At 06:52 AM 2/16/2004, David Sutherland wrote:
>I'm not party to any GO discussions of defintitions for these
>terms, but here's by penneth anyway:
>If a loss of function mutation results in a phenotype in which a structure
>or function is absent, than that gene can be considered necessary for that
>- the 2 problems I can see with this are:
>1. what to do in situations when penetrance or expressivity of the
>phenotype is low (& environmental effects on these)
>2. How to account for genetic background - it is always feasible that some
>genetic background exists in which loss of function mutations of the gene
>do not cause loss of the structure/function. Perhaps the way sround this
>is to always express necessary with a tag giving genetic background - the
>default being that mythical beast 'wild-type'.
>The geneticist/developmental biologist definition of sufficient, as I see
>it: If overexpression of a gene results in formation of an ectopic
>structure or function (even at low levels of penetrance or expressivity)

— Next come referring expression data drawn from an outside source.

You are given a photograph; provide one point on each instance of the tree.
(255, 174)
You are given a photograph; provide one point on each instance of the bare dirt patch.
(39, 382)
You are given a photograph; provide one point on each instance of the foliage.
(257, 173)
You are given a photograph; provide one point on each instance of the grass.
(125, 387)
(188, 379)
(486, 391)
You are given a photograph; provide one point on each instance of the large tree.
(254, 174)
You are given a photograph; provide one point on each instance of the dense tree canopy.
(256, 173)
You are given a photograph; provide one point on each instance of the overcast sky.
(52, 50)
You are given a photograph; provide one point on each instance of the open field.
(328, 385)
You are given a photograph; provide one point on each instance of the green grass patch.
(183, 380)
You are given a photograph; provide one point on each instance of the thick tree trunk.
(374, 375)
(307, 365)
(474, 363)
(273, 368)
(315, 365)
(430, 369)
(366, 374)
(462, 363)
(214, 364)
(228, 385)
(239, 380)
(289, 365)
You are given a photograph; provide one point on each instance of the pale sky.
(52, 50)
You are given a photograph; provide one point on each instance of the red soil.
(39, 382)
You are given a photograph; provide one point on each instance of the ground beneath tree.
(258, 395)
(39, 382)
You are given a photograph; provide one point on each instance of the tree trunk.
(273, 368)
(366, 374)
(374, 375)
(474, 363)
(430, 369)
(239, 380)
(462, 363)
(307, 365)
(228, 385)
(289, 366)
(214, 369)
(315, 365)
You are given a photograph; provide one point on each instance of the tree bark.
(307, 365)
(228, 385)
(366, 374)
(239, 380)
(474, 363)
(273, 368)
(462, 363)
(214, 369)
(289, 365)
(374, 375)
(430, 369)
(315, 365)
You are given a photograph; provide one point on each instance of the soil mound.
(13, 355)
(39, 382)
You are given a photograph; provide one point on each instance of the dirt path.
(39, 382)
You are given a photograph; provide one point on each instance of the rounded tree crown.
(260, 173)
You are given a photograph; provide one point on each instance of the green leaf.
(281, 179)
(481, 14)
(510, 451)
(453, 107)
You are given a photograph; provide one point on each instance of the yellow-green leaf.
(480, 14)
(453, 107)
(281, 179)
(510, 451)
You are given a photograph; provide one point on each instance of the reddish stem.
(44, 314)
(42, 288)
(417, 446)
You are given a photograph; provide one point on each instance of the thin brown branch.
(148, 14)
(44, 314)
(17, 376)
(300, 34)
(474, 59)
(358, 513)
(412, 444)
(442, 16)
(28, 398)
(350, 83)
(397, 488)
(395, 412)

>then it is sufficient for formation of that structure/funtion. Again, I
>think genetic and environmental background need to be recorded (with
>default as WT).
>A more ambiguous situation is in the case of overexpression of activated
>forms (e.g.- activated receptors). Excluding these would avoid some
>difficult calls: 1. does the activation strictly mimic activation of
>'normal' physiological function ?
>2. How do we deal with spontaneous mutations leading to activation of a
>function (not uncommon with receptors)?
>Note: There is also a competing use of the term sufficient by computer
>modellers, whose aim is often to find the minimal set of components and
>parameters "sufficient" for a system (e.g.- mechanism for patterning of
>some structure) to produce the same output as the system being studied.
>Hope this is useful,
>FlyBase, Cambridge UK
>On Sat, 14 Feb 2004 SLetovsky at aol.com wrote:
> > Gofriends,
> > Does anyone know of any attempts to define necessary and sufficient
> > criteria
> > for GO associations? I am familiar with the attempts to provide rigorous
> > semantics
> > for ISA and partof, but I have not seen anything comparable for
> > when it is
> > correct to say that a term does or does not apply to a gene or protein --
> > e.g. what
> > experimental result would suffice to answer the question.